Sejarah Perang Diponegoro ( Perang jawa ) - Pada
saat meninggalnya Sultan Hamengku Buwono
III penerus kekuasaan saat itu masih berumur 14 tahun sehingga sesuai dengan
keinginan Raffles maka Paku Alam I duduk menempati posisi yang ditinggalkan oleh Sultan Hamengku Buwono III.
Sifat Paku Alam yang kooperatif kepada Inggris dan Belanda, sedangakan ada
golongan warga Ngayogyakarta hadiningrat tidak menyukai orang Eropa. Yang
paling terlihat di golongan ini adalah Pangeran Dipanegara.
Sejarah Perang Diponegoro |
Pangeran
Dipanegara yang memiliki nama asli pangeran Antawirya itu adalah putra Sultan
yang paling tua akan tetapi dari Selir sehingga tidak dapat hak untuk menjadi
sultan. Pangeran Dipangera tidak menerima karena tidak memiliki kuasa apapun
dalam pemerintahan. Terlebih lagi ketika Sultan IV naik tahta, sultan tunduk
pada penguasa eropa.Karena Sultan Sepuh (Hamengkubowono II) dulu juga tidak
suka kepada bangsa Eropa,maka golongan Dipanegara ini disebut juga Golongan
kasepuhan.
A. Keadaan Ngayogyakarta sebelum Perang Diponegoro
Kesultanan
Ngayogyakarta dulunya adalah Kesultanan Mataram yang kemudian dibagi menjadi
dua pada perjanjian Giyanti pada tahun 1755. Kesultanan Ngayogyakarta
Hadiningrat pada tahun 1822 dipimpin oleh Sultan Hamengku buwono V atau Sultan
Menol. Karena usianya yang masih sangat muda maka dibentuk dewan perwalian
yaitu Kanjeng Ratu Agung yang merupakan permaisuri dari Sultan Hamengku buwono
III , Kanjeng Ratu Kencana yang merupakan Permaisuri Sultan Hamengku buwono IV
, Pangeran Mangkubumi yang adalah putra Sultan Hamengku Buwono I dan Pangeran
Dipanegara.
Akan
tetapi kemudian Pangeran Dipanegara mengundurkan diri karena sering tidak
diajak bermusyawarah dan masalah internal dalam Kraton yang terlalu dipengaruhi
oleh Belanda yang menurut pangeran Dipanegara sangat bertentangan dengan ajaran
islam.
Karena
Sultan yang masih muda maka urusan kerajaan banyak yang dilakukan oleh Patih
Danurejo IV yang berhubungan dekat dengan Belanda. Adat istiadat ala barat
telah masuk kedalam keraton . Para pembesar dan petinggi Belanda sering
mengadakan pesta hingga tengah malam dan minum minuman keras yang menurut
Pangeran Dipanegara bertentangan dengan Islam dan juga merupakan pemborosan.

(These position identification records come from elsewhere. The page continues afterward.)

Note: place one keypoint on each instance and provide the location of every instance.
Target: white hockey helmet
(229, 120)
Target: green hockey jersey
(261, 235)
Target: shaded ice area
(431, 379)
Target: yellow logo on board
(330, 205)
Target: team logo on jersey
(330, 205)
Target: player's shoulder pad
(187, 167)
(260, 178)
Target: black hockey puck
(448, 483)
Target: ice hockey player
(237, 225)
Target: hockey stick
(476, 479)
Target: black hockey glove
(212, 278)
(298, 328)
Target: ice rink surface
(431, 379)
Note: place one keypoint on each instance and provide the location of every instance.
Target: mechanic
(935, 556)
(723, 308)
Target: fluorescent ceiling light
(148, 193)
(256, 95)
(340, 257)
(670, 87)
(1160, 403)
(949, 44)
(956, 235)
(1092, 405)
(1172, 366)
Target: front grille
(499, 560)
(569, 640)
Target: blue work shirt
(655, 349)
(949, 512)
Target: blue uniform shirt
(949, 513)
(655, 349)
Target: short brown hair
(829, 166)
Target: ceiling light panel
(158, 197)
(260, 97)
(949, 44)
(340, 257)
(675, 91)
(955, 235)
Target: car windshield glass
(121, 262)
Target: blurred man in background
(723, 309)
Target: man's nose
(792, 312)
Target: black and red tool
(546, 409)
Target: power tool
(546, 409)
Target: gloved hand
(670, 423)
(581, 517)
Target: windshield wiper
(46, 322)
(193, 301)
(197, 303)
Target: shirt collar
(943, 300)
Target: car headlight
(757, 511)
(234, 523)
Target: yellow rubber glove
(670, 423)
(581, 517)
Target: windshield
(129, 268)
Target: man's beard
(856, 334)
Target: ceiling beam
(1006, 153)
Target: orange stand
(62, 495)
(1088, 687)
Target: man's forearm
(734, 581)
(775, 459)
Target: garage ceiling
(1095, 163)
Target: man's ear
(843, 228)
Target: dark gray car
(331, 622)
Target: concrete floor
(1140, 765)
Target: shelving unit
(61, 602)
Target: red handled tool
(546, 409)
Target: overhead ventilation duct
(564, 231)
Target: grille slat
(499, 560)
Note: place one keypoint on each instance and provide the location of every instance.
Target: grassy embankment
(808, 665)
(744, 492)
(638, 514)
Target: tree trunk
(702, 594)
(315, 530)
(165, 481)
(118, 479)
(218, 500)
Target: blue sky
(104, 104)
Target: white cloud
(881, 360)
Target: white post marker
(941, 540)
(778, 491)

B. Sejarah Awal Terjadinya Perang Diponegoro
Residen
Belanda di Yogyakarta waktu itu , A.H Smissaert bersama Patih Danurejo IV
berencana membangun Jalan raya yang kebetulan melintasi tanah milik Pangeran
Dipanegara di Tegalrejo. Kemudian Patih Danurejo dan anak buahnya memasang
patok patok di tanah Pangeran Dipanegara. Pangeran Dipanegara kemudian tidak
terima mengutus anak buahnya untuk mencopot patok patok yang dipasang oleh
Danurejo. Kemudian setiap Patih Danurejo memancangkan patok patok itu maka
setiap itu pulalah Pangeran Dipanegara mencabutnya. Inilah awal pertentangan antara
Pangeran Dipanegara dengan Patih Danurejo IV dan Belanda.
Akhirnya
terdengar kabar bahwa Belanda akan menyerang Tegalrejo dan menangkap Pangeran
Dipanegara. Pangeran Dipanegara kemudian mengadakan rapat dengan para keluarga
dan pengikutnya seperti Kyai Maja dan Sentot Ali Basha untuk mengambil tindakan
tindakan yang perlu diambil jika Belanda benar benar menyerang Tegalrejo.
Kemudian
Sultan Hamengku buwono V mengutus Pangeran Mangkubumi untuk datang ke Tegalrejo
dan menanyakan mengapa pangeran Dipanegara mengumpulkan rakyat di desanya.
Pangeran Dipanegara kemudian menjawab bahwa mereka berkumpul untuk mengahadapi
serangan Belanda. Kemudian dari kraton mengutus Patih Danurejo IV untuk
mengundang Pangeran Dipanegara menghadap Sultan di kraton tapi Pangeran
Dipanegara menolak. Datang lagi Pangeran Mangkubumi sebagai utusan dari residen
Yogyakarta untuk mengundang Pangeran Dipanegara untuk datang ke Loji residen.
Atas keinginan dari rakyat maka pangeran Dipanegara kembali menolak ajakan itu
dan rakyat bersedia menanggung akibatnya. Pangeran Dipanegara bahkan berbalik
mendukung Pangeran Dipanegara dan tidak bersedia kembali ke kraton maupun ke
residen.
Pangeran
Mangkubumi kemudian menyarakan agar wanita,anak anak dan orang tua dipindahkan ke Selarong daerah Bantul.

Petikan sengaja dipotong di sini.